Interessant ist übrigens, dass Lichttherapie nicht ausschließlich bei SAD zu helfen scheint. Erste Daten einer kontrollierten Studie weisen darauf hin, dass auch die prämenstruelle dysphorische Störung auf eine allabendliche Lichttherapie, durchgeführt während des zweiwöchigen lutealen Zyklus, anzusprechen scheint. Ob auch die morgendliche Lichttherapie hier hilfreich sein könnte, ist zur Zeit noch unklar. Patienten mit einer prämenstruellen dysphorischen Störung scheinen zudem in signifikant höherem Maße an saisonalen Depressionen zu leiden als Nichtbetroffene. Umgekehrt gilt auch, dass Frauen mit einer SAD in signifikant höherem Maße an einer prämenstruellen dysphorischen Störung leiden als andere.


Rückenakt, Picasso (Bild: KHI)

Eine weitere Indikation für Licht wird zur Zeit besonders intensiv in den Niederlanden erforscht. Dort haben erste, viel versprechende Studien zeigen können, dass bei verwirrten alten Menschen, bzw. bei Patienten mit der Alzheimer-Demenz, die Beleuchtung mit hellem Licht die endogenen Rhythmen resynchronisieren kann und diese Patienten dann wieder zu einem „gestalteten“ Wechsel zwischen Schlafen und Wachen in der Lage sind.
Ist die Therapie mit Licht frei von Nebenwirkungen? Insgesamt gilt – und dies haben auch Studien am UKBF Anfang der 90er Jahre gezeigt – dass Lichttherapie mit ausgesprochen wenig Nebenwirkungen behaftet ist.
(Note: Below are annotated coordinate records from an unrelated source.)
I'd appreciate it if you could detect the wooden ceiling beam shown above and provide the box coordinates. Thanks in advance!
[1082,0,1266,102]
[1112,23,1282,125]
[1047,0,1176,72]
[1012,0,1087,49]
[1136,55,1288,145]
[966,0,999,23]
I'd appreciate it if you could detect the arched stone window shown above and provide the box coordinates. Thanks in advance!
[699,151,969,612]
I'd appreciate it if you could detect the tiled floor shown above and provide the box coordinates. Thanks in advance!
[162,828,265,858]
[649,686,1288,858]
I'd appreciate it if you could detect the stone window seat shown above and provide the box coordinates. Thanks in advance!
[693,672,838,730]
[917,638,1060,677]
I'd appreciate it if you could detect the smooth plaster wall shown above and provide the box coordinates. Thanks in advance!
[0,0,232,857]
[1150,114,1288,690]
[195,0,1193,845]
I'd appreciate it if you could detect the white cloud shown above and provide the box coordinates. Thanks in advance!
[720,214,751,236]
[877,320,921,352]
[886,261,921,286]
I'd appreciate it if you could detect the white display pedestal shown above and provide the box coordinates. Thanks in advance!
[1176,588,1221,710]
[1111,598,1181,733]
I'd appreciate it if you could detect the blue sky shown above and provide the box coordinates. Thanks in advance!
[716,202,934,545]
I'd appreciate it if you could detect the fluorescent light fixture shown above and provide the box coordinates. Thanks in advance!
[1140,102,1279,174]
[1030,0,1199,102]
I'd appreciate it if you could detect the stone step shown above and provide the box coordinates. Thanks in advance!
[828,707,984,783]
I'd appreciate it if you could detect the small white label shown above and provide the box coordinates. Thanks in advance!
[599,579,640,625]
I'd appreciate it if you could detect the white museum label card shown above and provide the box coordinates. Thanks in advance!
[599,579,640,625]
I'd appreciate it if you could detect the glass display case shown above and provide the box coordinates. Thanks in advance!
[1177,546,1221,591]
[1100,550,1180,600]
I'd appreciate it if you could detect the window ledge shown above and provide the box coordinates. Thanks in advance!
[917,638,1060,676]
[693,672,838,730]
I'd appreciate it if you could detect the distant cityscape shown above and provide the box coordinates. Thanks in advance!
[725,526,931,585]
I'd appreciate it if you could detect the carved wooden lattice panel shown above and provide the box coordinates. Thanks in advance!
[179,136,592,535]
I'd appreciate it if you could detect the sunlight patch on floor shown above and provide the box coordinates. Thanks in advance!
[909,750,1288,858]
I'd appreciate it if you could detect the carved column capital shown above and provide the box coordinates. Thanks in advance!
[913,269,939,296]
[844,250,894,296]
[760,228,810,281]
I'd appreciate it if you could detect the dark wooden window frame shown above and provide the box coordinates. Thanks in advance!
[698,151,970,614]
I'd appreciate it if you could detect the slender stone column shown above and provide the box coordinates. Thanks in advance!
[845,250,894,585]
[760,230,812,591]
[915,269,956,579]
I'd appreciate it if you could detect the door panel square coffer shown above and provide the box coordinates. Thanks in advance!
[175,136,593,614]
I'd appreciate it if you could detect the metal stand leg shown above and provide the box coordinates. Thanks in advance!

In ganz wenigen Einzelfällen wurde ein „Umschlagen“ in eine so genannte Hypomanie beobachtet: Diese wenigen Patienten fühlten sich dann besonders gut, waren redseliger, „umtriebiger“ , insgesamt wie in einem „Hoch“. Bei allen Patienten, bei denen dies beobachtet wurde, kam es aber durch das einfache Absetzen der morgendlichen Lichtzufuhr zu einem „Einpendeln“ in die normale Befindlichkeit. Andere Nebenwirkungen wurden nicht beobachtet oder von Patienten berichtet.
Somit ist die wichtigste Nebenwirkung ein möglicher Umschlag in eine hypomane bzw. manische Episode, das heißt einen Zustand von Überaktivität, vermindertem Schlafbedürfnis und aufgekratzter Stimmung – Symptome also, die in vielem das Gegenteil von einer SAD darstellen. Personen, die solch einen Zustand in der Vergangenheit möglicherweise oder definitiv schon einmal erlebt haben, sollten vor einer möglichen Lichttherapie ihren behandelnden Arzt unbedingt konsultieren. Ein solcher durch Lichttherapie ausgelöster Zustand ist übrigens zumeist durch die Unterbrechung der Lichttherapie bzw. verlängerten Schlaf in abgedunkelten Räumen gut zu behandeln.
Abschließend sind noch einige englischsprachige Webseiten zu nennen, die nützliche Informationen über Lichttherapie und SAD bereitstellen.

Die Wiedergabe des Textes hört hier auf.